Wednesday, January 30, 2013

How Do They Find the Time?

Clay Shirky, in his book “Here Comes Everybody,” makes a great deal of the amateur, volunteer effort that goes constantly into creating Wikipedia, the online Encyclopedia of Everything.

Thing is, it’s been done before. 

I’m currently reading Simon Winchester’s "The Professor and the Madman," subtitled “A Tale of Murder, Insanity, and the Making of the Oxford English Dictionary.” Therein, Winchester traces the history of the OED and how it came about. 
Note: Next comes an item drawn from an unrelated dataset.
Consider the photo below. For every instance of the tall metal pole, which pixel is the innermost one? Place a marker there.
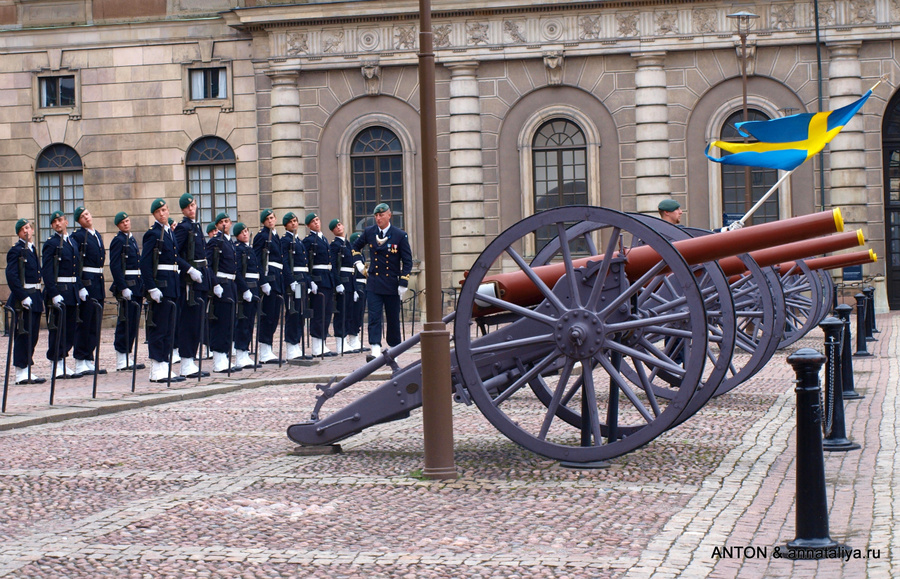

Winchester recounts the story of Richard Chenevix Trench, Anglican archbishop, dean of Westiminster, and poet who proposed, in 1857, that a new dictionary in which every word ever spoken in English be compiled. Here’s what he has to say, by way of Winchester. See if any of it sounds familiar: 

The undertaking of the scheme, he said, was beyond the ability of any one man. To peruse all of English literature – and to comb the London and New York newspapers and the most literate of the magazines and journals – must be instead “the combined action of many.” It would be necessary to recruit a team – moreover, a huge one – probably comprising of hundreds and hundreds of unpaid amateurs, all of them working as volunteers. 

The audience murmured with surprise. Such an idea, obvious though it may sound today, had never been put forward before. But then, some members said as the meeting was breaking up, it did have some real merit. It had a rough, rather democratic appeal. It was an idea consonant with Trench’s underlying thought, that any grand new dictionary ought to be itself a democratic product, a book that demonstrated the primacy of individual freedoms, of the notion that one could use words freely, as one liked, without hard and fast rules of lexical conduct.
I’m sure I’m not the only one to connect these dots, but it certainly is fascinating to think of. The time and effort and volunteer zeal was certainly there to help the OED go from idea to finished yet evolving product, just as with Wikipedia today. And the OED has its critics in that they say it is not as democratic as many would think – but the same can be said of Wikipedia.

It’s fascinating to think of volunteers scattered all over the English-speaking world making contributions to the OED. And they kind of hit a scatter plot as Shirky describes in his book – a handful of contributors add a pile of contributions, while many, many others just add a few.

Humans are an amazingly consistent species, no matter the technology used.